Drip systems range from simple to elaborate. Photo: UC Regents
Drip systems range from simple to elaborate. Photo: UC Regents
Understand how drip systems work and what the goal is
Irrigation systems range from simple to elaborate. A modern Evapotransporation (ET) or weather-based controller can help save lots of water, usually at least 35% over the season. This sounds complicated, but it’s built right into the system and the savings are automatic. To maximize efficiency, your system should be organized so that each valve is a hydrozone that has the same water needs. Of course, no system will save water if there are leaks. A regular checkup is essential to any system. It pays to understand the basic components of an irrigation system as well as how to design and maintain it. Refer to the following pages for more detailed information:

The basics of an irrigation system
How to design, hydrozone, and build a system that meets your needs
Installing and maintaining your drip system
Tips for reducing water use in times of drought

Greywater diverts water that would otherwise go down the drain
Graywater can be legally diverted from showers, sinks, and washing machines into the garden for lush summer growth - all from water that would have gone down the sewer. You can learn more about this water-saving strategy here.

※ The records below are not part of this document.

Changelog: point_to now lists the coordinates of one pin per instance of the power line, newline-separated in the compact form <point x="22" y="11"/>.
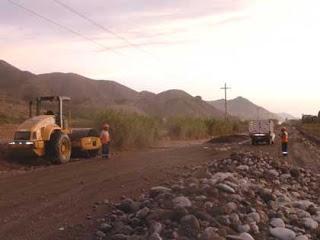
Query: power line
<point x="98" y="25"/>
<point x="225" y="88"/>
<point x="64" y="27"/>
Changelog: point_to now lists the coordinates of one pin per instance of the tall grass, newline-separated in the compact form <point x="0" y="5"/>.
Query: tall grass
<point x="197" y="128"/>
<point x="130" y="129"/>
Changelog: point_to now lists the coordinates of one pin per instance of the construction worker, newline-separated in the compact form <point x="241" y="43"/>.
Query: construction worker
<point x="105" y="140"/>
<point x="284" y="141"/>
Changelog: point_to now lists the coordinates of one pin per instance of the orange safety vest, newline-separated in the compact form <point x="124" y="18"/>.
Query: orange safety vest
<point x="284" y="137"/>
<point x="105" y="137"/>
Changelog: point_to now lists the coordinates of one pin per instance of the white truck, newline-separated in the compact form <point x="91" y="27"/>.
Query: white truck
<point x="261" y="131"/>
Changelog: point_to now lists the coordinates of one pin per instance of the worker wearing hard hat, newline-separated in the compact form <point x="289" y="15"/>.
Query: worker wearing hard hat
<point x="284" y="141"/>
<point x="105" y="140"/>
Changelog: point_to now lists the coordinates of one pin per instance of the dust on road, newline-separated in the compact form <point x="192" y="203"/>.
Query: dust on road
<point x="60" y="202"/>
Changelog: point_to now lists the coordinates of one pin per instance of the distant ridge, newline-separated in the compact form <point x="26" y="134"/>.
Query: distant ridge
<point x="245" y="109"/>
<point x="22" y="85"/>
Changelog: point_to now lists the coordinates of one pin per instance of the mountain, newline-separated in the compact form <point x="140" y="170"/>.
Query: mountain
<point x="19" y="86"/>
<point x="245" y="109"/>
<point x="285" y="116"/>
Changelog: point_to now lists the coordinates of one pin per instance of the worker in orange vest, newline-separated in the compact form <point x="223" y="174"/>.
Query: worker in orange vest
<point x="105" y="140"/>
<point x="284" y="141"/>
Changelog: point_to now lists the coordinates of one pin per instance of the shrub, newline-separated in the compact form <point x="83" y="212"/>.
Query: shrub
<point x="130" y="129"/>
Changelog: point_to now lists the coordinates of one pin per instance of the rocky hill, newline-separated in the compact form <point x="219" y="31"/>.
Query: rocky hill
<point x="245" y="109"/>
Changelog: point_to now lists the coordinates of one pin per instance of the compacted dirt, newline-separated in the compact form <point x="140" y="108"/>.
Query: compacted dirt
<point x="62" y="202"/>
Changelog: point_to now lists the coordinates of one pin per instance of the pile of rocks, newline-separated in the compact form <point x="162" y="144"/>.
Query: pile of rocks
<point x="243" y="197"/>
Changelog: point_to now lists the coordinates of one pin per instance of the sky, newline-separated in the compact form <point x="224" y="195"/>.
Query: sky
<point x="267" y="50"/>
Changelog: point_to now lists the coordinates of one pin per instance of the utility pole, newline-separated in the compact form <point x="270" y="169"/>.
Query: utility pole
<point x="225" y="88"/>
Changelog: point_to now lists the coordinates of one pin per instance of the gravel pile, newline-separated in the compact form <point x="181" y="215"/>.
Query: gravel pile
<point x="243" y="197"/>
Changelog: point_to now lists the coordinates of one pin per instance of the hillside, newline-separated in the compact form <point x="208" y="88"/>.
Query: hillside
<point x="286" y="116"/>
<point x="245" y="109"/>
<point x="95" y="94"/>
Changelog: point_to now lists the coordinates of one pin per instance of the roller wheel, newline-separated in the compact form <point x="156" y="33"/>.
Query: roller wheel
<point x="59" y="148"/>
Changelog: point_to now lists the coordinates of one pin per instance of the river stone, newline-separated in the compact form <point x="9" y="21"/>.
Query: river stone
<point x="119" y="236"/>
<point x="310" y="223"/>
<point x="155" y="236"/>
<point x="283" y="233"/>
<point x="159" y="189"/>
<point x="182" y="202"/>
<point x="254" y="217"/>
<point x="142" y="213"/>
<point x="189" y="226"/>
<point x="277" y="222"/>
<point x="225" y="188"/>
<point x="100" y="234"/>
<point x="242" y="236"/>
<point x="210" y="234"/>
<point x="301" y="237"/>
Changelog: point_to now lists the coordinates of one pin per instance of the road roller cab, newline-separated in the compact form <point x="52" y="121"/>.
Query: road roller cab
<point x="49" y="135"/>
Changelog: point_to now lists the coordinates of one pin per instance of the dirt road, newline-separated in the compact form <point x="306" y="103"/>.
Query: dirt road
<point x="60" y="202"/>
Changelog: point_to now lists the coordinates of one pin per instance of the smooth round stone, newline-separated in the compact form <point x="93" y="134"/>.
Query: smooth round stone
<point x="283" y="233"/>
<point x="277" y="222"/>
<point x="310" y="223"/>
<point x="302" y="237"/>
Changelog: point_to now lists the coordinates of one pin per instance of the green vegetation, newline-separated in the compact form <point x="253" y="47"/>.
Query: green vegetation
<point x="312" y="128"/>
<point x="130" y="130"/>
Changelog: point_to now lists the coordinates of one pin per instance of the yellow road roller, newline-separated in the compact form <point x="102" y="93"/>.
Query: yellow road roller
<point x="47" y="134"/>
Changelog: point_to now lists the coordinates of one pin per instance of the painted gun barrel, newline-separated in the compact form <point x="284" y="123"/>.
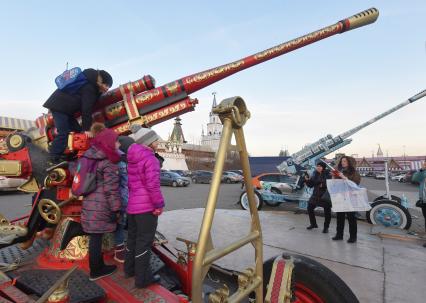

One type of greywater system recycles water from your washer for landscape use. (Courtesy Pasadena Water and Power)
One type of greywater system recycles water from your washer for landscape use. (Courtesy Pasadena Water and Power)
Rain barrels allow gardeners to capture water and use it during dry months. Photo: UC Regents
Rain barrels allow gardeners to capture water and use it during dry months. Photo: UC Regents



Be water smart: harvest rain, use permeable surfaces, and mulch

Rain harvesting, captured from our downspouts and stored for summer garden use or diverted from the gutter into bioswales, can help to slow, spread and sink water into our aquifers and reduce the amount of water that flows to our storm drains. Permeable pavers will reduce runoff from hardscape areas.
Regular mulching in the garden goes a long way toward saving water as well. Mulch can increase the infiltration rate of the soil, increase the water holding capacity, and reduce the erosion of our precious topsoil.